The parents' guide to what's in this TV show.
What parents need to know
Parents need to know that many of the unique cultural traditions examined in this documentary series -- including gender transformation, painful and often life-threatening initiation rituals, and physical mutilation -- will seem bizarre or extreme from a mainstream American point of view. Since the topics are approached from a thoughtful, educational perspective, mature teens should be able to handle the show, but its graphic imagery and complex subject matter could upset or disturb younger or more sensitive kids.
- Parents say
- Kids say
What's the story?
National Geographic's provocative documentary series TABOO raises questions about what's socially acceptable among subcultures in the United States and around the world. Each episode presents groups who engage in norms, traditions, and rituals that fall outside of the mainstream -- from gender bending and eating rats to scarification (the art of creating scars on the body by piercing, tattooing, or burning) and body modification. These acts are often seen as strange, unacceptable, or forbidden by those who don't perform them.
Is it any good?
Taboo doesn't attempt to change people's minds about what's "right" or what makes something an acceptable social practice. Instead, the series focuses on exposing viewers to people and practices that they might never see otherwise.

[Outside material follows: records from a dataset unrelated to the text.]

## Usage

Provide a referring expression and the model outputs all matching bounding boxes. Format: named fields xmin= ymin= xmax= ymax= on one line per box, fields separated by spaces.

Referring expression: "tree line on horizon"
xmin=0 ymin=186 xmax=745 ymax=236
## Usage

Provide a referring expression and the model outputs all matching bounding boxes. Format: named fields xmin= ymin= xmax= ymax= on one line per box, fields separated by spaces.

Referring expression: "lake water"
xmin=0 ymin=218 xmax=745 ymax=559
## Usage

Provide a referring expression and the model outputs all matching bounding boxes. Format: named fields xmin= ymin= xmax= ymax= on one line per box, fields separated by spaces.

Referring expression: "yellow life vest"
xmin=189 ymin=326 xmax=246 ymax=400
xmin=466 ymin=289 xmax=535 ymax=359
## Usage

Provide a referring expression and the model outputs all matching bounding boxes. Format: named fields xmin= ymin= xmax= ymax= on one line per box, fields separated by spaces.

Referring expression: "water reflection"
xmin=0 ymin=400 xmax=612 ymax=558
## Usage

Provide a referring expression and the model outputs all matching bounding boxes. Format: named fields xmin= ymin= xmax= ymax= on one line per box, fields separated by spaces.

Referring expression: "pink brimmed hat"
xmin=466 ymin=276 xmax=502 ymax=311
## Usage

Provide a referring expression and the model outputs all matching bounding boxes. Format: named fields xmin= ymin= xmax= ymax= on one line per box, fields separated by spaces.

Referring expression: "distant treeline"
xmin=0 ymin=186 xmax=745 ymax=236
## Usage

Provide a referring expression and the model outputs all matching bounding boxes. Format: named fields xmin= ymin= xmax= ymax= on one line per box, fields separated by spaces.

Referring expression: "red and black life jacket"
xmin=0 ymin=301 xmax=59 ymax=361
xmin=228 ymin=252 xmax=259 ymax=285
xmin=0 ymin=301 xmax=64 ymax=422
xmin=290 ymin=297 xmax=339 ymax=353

While the series is quite educational, the seemingly bizarre and sometimes-grotesque imagery can create a carnival-like quality that's more entertaining than informative. But the shocking nature of the show's visual images also pushes viewers out of their comfort zone -- they're instrumental in challenging people to open their minds and consider the fact that every cultural group has their own definition of what's "normal."
Talk to your kids about ...
Families can talk about how traditions differ in cultures around the world. When do these traditions cross the line and become abusive or unacceptable? How does your own background affect your perspective of other cultures' practices? Can you truly understand a group's traditions without being part of that group? What are the consequences of misunderstanding other cultures' traditions? Families can also discuss the use of graphic pictures and video footage in documentaries. Even though these images are showing real life, is it necessary to include shocking pictures? Why or why not?